Government Initiatives for the Growth of the Sector

 ·       NFDB (National Fisheries Development Board): Established in 2006, it plans and promotes fisheries development in India, implementing schemes to enhance fish production and support fishers/farmers.

·       PMMSY (Pradhan Mantri Matsya Sampada Yojana): Launched in 2020, it focuses on boosting fish production and doubling farmers’ income by modernizing infrastructure, promoting sustainable practices, and improving post-harvest management.

·       Blue Revolution: Started in 2015, it aims at sustainable fisheries development by increasing fish production through modern technologies, infrastructure enhancement, entrepreneurship promotion, and governance strengthening.

·       Sagarmala Programme: Introduced in 2015, it fosters port-led development and supports the maritime sector by developing fishing harbours, cold chain infrastructure, and fish processing facilities.

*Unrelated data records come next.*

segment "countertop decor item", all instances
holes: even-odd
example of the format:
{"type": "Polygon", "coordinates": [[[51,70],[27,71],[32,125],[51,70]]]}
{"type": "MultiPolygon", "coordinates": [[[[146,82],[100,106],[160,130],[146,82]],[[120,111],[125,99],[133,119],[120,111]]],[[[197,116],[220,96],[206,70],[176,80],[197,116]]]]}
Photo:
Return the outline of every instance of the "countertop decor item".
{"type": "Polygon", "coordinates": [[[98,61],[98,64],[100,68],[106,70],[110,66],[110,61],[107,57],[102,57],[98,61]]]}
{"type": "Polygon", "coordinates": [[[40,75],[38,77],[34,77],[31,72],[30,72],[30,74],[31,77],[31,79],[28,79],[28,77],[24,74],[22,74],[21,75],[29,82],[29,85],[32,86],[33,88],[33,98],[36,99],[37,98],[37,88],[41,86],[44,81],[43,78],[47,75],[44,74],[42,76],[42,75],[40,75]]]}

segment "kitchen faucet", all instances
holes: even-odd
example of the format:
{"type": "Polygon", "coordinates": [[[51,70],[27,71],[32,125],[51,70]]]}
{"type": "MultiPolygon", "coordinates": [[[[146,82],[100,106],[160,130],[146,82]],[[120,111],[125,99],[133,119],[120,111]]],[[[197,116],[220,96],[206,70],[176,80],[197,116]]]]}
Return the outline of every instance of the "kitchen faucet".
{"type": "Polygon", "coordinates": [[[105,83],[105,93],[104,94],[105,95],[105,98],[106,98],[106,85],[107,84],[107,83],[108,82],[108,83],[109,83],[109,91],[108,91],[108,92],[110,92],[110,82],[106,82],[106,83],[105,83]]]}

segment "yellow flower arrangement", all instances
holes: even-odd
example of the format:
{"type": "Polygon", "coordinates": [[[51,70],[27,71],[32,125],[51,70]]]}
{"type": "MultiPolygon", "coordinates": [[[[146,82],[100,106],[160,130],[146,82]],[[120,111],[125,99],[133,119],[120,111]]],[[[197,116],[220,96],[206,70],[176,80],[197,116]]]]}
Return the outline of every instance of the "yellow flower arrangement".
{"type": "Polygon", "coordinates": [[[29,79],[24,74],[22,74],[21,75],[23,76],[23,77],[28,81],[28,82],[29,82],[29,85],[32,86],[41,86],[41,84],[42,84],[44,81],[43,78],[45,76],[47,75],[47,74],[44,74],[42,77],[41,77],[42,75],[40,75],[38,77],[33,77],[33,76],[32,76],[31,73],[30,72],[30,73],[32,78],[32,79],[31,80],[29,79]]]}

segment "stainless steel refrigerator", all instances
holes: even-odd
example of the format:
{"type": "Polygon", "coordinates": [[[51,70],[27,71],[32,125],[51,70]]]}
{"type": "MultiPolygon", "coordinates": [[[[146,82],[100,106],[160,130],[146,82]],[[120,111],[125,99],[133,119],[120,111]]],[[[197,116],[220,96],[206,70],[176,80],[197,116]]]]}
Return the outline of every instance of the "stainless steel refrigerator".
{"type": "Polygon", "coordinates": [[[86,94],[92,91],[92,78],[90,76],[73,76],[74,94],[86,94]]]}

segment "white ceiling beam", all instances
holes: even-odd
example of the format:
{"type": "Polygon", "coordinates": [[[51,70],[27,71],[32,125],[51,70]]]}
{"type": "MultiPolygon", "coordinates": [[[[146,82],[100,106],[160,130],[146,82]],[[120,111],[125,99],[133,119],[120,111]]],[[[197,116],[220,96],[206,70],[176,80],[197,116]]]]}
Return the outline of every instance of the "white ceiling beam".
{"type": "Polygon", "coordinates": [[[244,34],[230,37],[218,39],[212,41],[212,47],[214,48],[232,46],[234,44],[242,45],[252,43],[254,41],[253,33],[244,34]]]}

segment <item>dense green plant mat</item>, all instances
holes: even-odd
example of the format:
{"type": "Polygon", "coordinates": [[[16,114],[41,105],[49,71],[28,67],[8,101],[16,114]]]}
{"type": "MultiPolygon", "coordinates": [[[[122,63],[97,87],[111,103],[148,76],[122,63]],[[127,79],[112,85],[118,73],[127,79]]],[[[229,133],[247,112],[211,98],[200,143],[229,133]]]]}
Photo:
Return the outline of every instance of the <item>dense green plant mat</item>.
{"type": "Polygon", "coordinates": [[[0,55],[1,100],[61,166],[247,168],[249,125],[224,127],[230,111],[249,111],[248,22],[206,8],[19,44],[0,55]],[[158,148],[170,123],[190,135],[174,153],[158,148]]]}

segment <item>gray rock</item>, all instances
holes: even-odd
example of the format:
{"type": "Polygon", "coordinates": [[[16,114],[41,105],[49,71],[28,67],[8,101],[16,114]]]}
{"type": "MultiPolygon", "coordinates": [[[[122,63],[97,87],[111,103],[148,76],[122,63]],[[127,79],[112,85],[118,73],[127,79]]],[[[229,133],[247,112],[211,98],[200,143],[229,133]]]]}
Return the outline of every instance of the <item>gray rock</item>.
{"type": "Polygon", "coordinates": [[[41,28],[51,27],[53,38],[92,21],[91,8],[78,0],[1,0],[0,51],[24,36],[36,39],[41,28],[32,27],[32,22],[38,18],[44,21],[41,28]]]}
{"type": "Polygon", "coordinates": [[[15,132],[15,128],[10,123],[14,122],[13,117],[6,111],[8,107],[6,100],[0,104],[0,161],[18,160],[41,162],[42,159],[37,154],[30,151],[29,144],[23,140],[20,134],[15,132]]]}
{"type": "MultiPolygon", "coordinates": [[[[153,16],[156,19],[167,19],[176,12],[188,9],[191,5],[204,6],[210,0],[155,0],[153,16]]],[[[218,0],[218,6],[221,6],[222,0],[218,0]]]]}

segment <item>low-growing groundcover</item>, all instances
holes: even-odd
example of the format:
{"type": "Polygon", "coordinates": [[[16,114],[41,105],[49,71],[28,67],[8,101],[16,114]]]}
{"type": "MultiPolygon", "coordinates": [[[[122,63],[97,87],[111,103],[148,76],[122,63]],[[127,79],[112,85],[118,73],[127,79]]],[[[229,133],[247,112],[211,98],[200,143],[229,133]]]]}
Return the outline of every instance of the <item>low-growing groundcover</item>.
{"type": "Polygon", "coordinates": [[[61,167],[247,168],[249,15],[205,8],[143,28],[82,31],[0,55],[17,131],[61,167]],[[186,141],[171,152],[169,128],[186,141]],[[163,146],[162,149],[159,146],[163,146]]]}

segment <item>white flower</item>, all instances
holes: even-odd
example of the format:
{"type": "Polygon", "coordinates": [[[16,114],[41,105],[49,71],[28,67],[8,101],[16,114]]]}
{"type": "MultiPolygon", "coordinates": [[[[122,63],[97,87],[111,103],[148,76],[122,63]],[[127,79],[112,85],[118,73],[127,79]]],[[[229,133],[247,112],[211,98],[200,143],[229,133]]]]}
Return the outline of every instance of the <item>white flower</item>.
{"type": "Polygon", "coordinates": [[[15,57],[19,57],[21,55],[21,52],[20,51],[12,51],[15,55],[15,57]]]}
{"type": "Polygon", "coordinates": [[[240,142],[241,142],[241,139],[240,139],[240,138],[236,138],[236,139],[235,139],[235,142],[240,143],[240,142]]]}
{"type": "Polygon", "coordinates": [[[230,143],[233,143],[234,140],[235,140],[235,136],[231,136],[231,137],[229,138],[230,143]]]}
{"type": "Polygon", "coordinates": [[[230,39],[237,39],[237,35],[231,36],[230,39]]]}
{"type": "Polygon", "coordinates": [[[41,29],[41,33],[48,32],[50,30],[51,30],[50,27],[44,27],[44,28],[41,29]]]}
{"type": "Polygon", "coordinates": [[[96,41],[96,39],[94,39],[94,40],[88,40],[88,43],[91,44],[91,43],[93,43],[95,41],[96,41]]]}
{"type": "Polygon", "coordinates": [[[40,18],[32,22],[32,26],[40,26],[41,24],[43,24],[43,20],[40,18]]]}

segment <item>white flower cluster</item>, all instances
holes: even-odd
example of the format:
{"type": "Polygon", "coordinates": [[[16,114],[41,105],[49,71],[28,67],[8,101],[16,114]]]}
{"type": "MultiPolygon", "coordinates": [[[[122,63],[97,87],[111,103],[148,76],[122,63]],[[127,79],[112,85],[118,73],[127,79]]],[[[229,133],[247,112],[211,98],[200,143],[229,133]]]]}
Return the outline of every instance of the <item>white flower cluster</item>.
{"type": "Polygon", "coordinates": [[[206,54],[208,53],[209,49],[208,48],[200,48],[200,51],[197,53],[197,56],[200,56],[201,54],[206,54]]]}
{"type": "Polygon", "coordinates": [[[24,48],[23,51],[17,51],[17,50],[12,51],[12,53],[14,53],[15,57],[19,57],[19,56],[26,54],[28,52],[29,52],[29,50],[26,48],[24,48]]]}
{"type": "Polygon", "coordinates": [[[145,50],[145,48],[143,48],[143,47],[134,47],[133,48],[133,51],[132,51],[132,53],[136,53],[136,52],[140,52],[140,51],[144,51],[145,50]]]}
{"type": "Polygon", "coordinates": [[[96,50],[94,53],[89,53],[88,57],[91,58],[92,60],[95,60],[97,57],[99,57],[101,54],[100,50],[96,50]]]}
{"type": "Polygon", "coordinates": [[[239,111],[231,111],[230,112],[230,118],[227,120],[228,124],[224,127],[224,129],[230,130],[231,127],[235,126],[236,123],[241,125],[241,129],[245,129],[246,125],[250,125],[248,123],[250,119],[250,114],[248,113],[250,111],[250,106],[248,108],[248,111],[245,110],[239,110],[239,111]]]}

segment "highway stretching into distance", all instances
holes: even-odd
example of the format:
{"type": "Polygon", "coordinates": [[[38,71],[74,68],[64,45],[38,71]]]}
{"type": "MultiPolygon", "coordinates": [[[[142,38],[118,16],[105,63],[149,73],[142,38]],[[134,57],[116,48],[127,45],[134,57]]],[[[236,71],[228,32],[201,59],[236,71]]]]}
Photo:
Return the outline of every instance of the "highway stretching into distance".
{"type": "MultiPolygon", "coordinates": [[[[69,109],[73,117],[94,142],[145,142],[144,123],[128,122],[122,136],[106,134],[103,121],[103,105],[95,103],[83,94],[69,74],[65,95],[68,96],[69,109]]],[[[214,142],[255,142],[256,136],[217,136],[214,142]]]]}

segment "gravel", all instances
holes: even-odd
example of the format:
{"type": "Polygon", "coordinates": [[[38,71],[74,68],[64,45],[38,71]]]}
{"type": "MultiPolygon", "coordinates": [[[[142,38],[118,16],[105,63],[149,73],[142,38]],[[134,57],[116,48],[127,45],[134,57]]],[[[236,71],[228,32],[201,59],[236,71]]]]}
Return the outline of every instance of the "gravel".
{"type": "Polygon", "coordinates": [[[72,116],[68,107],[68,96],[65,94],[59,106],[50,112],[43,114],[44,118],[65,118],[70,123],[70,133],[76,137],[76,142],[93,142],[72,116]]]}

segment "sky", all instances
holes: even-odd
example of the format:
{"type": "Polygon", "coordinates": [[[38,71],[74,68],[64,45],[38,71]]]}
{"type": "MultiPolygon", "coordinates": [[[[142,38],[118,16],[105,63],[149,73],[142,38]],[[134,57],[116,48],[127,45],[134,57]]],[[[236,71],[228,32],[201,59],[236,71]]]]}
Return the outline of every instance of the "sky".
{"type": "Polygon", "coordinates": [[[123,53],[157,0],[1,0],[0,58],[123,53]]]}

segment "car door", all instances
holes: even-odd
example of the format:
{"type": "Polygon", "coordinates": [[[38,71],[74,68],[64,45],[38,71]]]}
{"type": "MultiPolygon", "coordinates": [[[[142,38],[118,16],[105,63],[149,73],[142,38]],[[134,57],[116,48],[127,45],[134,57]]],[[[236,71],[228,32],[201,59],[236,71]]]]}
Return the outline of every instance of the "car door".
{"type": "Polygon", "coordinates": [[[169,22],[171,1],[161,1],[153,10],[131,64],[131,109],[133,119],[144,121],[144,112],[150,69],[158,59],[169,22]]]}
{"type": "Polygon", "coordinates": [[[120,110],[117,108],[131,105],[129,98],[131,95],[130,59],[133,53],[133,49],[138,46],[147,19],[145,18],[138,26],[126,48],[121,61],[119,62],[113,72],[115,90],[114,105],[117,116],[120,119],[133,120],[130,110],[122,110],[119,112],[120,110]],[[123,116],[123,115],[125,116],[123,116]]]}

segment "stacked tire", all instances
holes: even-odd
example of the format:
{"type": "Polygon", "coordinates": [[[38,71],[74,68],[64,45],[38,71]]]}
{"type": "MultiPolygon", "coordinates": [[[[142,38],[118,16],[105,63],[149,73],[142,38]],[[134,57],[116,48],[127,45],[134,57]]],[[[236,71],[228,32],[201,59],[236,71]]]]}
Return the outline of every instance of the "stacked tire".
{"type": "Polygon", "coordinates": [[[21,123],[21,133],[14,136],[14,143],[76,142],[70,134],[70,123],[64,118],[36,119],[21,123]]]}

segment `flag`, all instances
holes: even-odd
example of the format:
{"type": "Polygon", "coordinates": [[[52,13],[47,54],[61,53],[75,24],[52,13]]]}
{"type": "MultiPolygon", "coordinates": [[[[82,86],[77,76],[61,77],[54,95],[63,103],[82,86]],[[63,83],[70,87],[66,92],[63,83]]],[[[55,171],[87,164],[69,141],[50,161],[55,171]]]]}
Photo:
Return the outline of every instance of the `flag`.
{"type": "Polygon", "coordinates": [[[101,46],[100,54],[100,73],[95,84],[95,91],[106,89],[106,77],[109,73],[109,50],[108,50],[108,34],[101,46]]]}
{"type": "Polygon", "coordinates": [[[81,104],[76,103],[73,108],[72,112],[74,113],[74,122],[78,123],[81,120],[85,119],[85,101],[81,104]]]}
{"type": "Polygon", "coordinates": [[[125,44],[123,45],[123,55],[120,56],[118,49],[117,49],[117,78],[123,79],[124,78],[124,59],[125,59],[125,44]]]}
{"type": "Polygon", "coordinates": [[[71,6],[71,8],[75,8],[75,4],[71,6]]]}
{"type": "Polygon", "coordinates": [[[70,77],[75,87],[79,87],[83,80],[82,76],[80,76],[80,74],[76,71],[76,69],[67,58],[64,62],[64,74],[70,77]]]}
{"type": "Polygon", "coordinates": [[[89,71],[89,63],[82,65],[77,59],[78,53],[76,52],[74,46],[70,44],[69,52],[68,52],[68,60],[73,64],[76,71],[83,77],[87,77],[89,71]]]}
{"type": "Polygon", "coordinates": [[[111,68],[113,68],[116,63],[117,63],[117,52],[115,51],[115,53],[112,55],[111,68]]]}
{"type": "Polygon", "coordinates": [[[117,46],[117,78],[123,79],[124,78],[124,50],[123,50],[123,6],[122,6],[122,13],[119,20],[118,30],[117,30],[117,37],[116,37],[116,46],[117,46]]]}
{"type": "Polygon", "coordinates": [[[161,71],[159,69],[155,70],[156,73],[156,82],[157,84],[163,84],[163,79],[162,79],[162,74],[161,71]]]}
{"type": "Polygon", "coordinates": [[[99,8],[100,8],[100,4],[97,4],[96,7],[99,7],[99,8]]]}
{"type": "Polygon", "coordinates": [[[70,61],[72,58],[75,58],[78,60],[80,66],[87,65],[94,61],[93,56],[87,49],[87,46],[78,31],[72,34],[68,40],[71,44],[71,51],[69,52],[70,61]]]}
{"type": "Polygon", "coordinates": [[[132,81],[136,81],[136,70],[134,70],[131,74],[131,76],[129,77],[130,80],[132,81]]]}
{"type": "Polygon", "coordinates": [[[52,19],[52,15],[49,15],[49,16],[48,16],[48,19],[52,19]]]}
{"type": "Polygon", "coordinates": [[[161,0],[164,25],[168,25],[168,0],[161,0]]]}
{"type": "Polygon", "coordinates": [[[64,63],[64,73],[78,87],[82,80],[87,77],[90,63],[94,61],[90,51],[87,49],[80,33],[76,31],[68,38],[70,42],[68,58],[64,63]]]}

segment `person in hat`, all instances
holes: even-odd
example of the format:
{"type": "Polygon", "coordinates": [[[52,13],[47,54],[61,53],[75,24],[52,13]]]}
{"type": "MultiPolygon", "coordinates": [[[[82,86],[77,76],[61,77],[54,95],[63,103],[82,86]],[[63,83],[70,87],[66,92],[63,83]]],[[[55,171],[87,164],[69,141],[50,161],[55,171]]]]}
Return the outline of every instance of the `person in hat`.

·       National Fisheries Policy (2020): Provides a comprehensive framework for sustainable fisheries development, emphasizing responsible management, biodiversity conservation, increased production, and socio-economic upliftment.

·       FFDAs (Fish Farmers Development Agencies): Operational at the district level, they offer technical guidance, training, and extension services to fish farmers, facilitating access to credit, inputs, and promoting entrepreneurship.

·       CAA (Coastal Aquaculture Authority): Regulates and promotes sustainable coastal aquaculture, formulating guidelines for shrimp farming, monitoring land use, and ensuring compliance with environmental norms to protect coastal ecosystems.

Top of Form

 Way Forward

·       Collaboration among government agencies, fishery stakeholders, civil society, and the private sector is crucial to tackle challenges in the fisheries sector effectively.

·       To ensure the long-term viability of India’s fisheries sector, it’s essential to implement sustainable management practices, invest in infrastructure and technology, strengthen governance, promote community-based approaches, and address the impacts of climate change.